Before proper testing, excitement about higher doses of epinephrine led to their use by clinicians, generating several small case reports and uncontrolled series reporting the benefit. The possibility of improved outcome has even led to a recommendation in the 1992 Adult Advanced Cardiac Life Support Guidelines that high-dose epinephrine is "acceptable" after standard therapy has failed, although its use is "neither recommended nor discouraged" (1).
The studies by Brown and Stiell and their colleagues, although slightly different in their methodologic design, have attempted to answer the question of efficacy of high-dose epinephrine in acute restoration of cardiac stability and long-term neurologic outcome. Although many physicians have hoped for a "magic bullet" from these studies, both have shown clearly that increasing the epinephrine dose to either 0.1 mg/kg or 0.2 mg/kg does not contribute to enhanced resuscitation or improved outcome. In fact, the studies have reconfirmed that survival to hospital discharge is still an extremely poor 3% to 5%.
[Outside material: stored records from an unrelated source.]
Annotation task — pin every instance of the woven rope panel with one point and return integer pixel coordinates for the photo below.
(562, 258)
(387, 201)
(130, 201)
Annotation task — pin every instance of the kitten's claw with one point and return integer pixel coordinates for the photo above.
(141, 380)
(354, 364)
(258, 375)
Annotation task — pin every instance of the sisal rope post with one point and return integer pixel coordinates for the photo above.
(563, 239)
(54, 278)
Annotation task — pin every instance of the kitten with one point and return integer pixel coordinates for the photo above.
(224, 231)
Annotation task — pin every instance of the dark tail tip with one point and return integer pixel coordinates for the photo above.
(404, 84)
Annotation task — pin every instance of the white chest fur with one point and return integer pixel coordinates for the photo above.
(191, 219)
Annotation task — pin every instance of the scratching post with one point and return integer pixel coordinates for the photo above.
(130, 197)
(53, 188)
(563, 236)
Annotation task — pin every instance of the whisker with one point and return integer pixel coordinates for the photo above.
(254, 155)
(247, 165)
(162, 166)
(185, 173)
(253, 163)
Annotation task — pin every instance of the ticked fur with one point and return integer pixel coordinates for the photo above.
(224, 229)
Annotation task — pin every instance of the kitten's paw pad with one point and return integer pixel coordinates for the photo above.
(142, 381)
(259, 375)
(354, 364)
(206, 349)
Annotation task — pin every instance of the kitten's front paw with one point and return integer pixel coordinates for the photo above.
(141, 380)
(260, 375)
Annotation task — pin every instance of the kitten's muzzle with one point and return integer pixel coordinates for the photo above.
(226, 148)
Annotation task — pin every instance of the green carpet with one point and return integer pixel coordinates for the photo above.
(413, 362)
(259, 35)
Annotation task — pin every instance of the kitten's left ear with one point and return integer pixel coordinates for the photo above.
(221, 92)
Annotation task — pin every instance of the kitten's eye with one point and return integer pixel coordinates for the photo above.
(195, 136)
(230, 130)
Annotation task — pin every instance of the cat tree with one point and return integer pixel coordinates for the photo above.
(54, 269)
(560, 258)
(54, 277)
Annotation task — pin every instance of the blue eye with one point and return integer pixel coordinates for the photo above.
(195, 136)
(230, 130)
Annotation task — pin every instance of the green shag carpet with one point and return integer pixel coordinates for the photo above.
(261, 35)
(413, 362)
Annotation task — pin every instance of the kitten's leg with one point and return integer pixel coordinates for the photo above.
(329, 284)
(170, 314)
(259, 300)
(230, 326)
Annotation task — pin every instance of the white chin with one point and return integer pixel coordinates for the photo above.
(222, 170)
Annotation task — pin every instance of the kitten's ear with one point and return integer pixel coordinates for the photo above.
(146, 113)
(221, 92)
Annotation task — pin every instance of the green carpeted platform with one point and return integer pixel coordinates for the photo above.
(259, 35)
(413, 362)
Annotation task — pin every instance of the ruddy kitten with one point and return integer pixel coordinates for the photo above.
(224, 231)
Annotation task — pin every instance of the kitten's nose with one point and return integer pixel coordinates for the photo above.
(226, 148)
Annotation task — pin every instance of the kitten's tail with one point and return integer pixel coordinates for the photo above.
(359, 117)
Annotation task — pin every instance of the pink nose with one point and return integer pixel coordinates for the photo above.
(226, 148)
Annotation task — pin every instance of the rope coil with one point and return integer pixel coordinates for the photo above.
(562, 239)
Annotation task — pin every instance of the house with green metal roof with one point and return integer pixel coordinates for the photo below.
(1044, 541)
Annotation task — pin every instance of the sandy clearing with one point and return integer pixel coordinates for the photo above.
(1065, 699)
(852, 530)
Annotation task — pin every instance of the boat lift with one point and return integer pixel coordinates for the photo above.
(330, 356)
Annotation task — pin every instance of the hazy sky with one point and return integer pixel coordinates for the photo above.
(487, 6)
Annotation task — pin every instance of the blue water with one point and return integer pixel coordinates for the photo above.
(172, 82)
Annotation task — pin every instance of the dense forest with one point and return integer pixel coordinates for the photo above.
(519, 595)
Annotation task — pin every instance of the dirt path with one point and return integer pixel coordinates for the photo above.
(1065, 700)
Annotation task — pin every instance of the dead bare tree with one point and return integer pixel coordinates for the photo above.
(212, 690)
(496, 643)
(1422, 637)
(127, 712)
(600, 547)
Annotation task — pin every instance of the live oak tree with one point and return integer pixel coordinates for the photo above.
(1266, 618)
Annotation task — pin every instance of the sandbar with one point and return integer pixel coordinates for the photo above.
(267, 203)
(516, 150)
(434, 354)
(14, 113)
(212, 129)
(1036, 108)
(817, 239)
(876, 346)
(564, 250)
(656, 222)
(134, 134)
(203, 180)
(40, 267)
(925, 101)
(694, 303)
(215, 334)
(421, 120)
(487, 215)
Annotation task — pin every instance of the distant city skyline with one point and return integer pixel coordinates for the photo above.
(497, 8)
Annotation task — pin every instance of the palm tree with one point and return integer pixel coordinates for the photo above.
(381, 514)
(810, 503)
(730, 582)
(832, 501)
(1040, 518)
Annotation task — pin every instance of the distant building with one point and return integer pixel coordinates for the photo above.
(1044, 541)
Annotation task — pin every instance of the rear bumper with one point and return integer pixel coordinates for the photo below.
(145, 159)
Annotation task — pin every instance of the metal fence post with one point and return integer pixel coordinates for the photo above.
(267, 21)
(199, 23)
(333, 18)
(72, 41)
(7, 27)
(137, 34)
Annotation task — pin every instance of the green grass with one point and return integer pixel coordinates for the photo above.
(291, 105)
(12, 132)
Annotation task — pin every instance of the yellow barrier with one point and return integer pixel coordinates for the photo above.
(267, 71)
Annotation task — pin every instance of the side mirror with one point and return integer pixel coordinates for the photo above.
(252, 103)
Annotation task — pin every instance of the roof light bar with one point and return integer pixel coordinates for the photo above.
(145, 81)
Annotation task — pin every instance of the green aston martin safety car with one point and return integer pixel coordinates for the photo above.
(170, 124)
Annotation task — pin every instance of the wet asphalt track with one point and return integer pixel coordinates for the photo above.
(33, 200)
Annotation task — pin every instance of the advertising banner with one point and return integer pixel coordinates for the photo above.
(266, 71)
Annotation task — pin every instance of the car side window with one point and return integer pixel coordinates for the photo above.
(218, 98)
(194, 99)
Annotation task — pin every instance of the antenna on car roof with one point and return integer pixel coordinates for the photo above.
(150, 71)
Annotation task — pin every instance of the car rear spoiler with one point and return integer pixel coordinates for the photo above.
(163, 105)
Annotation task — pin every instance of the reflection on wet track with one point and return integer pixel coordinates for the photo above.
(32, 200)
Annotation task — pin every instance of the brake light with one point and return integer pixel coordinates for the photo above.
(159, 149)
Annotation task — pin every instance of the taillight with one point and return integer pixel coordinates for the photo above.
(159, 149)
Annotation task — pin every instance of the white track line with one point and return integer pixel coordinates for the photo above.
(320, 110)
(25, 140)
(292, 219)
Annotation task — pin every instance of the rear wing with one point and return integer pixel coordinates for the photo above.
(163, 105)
Interestingly, almost all patients discharged from the hospital had extremely good neurologic function. These studies were not designed, however, to evaluate care after resuscitation. It is possible that patients with poor neurologic function had limitation of life support and were allowed to die rather than to survive with extreme neurologic impairment.
Brown and colleagues retrospectively evaluated a subgroup of patients who may have benefited from high-dose epinephrine. Patients with 10 minutes of arrest who received high-dose epinephrine showed a markedly improved rate of hospital discharge—23% compared with 11% for standard therapy. Brown and coworkers were optimistic about these observations but cautioned that this benefit would need to be verified with appropriate prospective clinical trials. The study by Stiell and associates could not confirm these findings.
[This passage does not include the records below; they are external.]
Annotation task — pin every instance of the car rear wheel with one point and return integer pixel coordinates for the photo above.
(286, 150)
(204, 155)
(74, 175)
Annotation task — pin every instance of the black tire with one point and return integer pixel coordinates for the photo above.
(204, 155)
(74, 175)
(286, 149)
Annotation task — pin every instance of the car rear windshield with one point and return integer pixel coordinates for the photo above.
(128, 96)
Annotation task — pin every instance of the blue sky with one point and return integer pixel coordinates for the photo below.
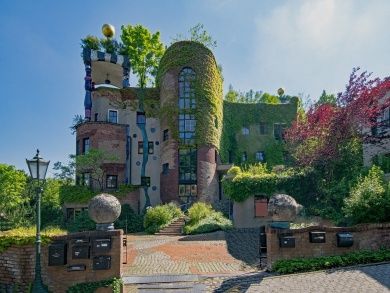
(304, 46)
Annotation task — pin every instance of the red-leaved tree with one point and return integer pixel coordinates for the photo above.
(318, 138)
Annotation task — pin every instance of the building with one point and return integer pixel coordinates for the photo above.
(175, 141)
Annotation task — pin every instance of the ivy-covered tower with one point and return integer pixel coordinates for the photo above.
(191, 107)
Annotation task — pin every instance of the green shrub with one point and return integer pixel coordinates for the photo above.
(369, 200)
(26, 236)
(203, 219)
(199, 211)
(81, 223)
(160, 216)
(129, 221)
(290, 266)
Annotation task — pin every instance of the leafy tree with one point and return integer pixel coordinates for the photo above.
(325, 98)
(93, 163)
(144, 50)
(198, 34)
(369, 200)
(90, 42)
(65, 172)
(12, 186)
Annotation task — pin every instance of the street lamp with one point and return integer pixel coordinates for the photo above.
(38, 168)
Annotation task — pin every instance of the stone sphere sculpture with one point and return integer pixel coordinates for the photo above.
(104, 209)
(283, 207)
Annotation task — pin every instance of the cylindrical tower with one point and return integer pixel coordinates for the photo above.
(191, 122)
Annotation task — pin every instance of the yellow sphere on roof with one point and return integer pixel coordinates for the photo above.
(108, 30)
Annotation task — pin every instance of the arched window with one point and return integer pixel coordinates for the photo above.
(187, 103)
(187, 126)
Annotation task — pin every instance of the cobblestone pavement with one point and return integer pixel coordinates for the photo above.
(364, 279)
(163, 255)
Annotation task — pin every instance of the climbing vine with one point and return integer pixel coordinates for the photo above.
(238, 115)
(90, 287)
(207, 86)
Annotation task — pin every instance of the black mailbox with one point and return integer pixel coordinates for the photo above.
(102, 262)
(81, 240)
(287, 241)
(317, 237)
(344, 239)
(101, 245)
(57, 254)
(76, 268)
(80, 251)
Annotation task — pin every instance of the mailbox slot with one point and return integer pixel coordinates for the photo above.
(80, 241)
(57, 254)
(317, 237)
(344, 239)
(287, 241)
(102, 262)
(101, 245)
(80, 252)
(76, 268)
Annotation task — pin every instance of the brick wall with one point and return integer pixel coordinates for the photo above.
(365, 236)
(19, 263)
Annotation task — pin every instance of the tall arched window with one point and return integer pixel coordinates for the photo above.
(187, 126)
(187, 103)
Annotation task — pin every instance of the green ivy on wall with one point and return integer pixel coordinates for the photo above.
(90, 287)
(241, 184)
(207, 86)
(238, 115)
(82, 194)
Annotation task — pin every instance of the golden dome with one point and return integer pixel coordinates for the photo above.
(108, 30)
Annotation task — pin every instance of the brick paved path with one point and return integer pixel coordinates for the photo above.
(164, 255)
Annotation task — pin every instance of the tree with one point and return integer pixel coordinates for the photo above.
(65, 172)
(198, 34)
(144, 50)
(319, 138)
(12, 186)
(92, 162)
(369, 200)
(325, 98)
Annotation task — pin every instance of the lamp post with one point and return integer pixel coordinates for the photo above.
(38, 168)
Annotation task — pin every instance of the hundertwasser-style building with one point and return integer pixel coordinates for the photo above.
(175, 141)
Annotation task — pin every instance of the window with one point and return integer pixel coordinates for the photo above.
(140, 147)
(245, 131)
(150, 147)
(187, 192)
(187, 124)
(86, 179)
(186, 90)
(86, 145)
(145, 181)
(260, 156)
(112, 116)
(244, 157)
(279, 130)
(111, 181)
(187, 102)
(263, 128)
(165, 135)
(141, 119)
(165, 168)
(187, 165)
The results of these 2 large trials do not support the use of high-dose epinephrine for restoration of spontaneous circulation during cardiopulmonary resuscitation.
Harvey S. Reich, MD
Magee-Women's HospitalPittsburgh, Pennsylvania, USA
1. Emergency Cardiac Care Committee and Subcommittee, American Heart Association. Guidelines for cardiopulmonary resuscitation and emergency cardiac care. Part III—Adult advanced cardiac life support. JAMA. 1992;268: 2199-241.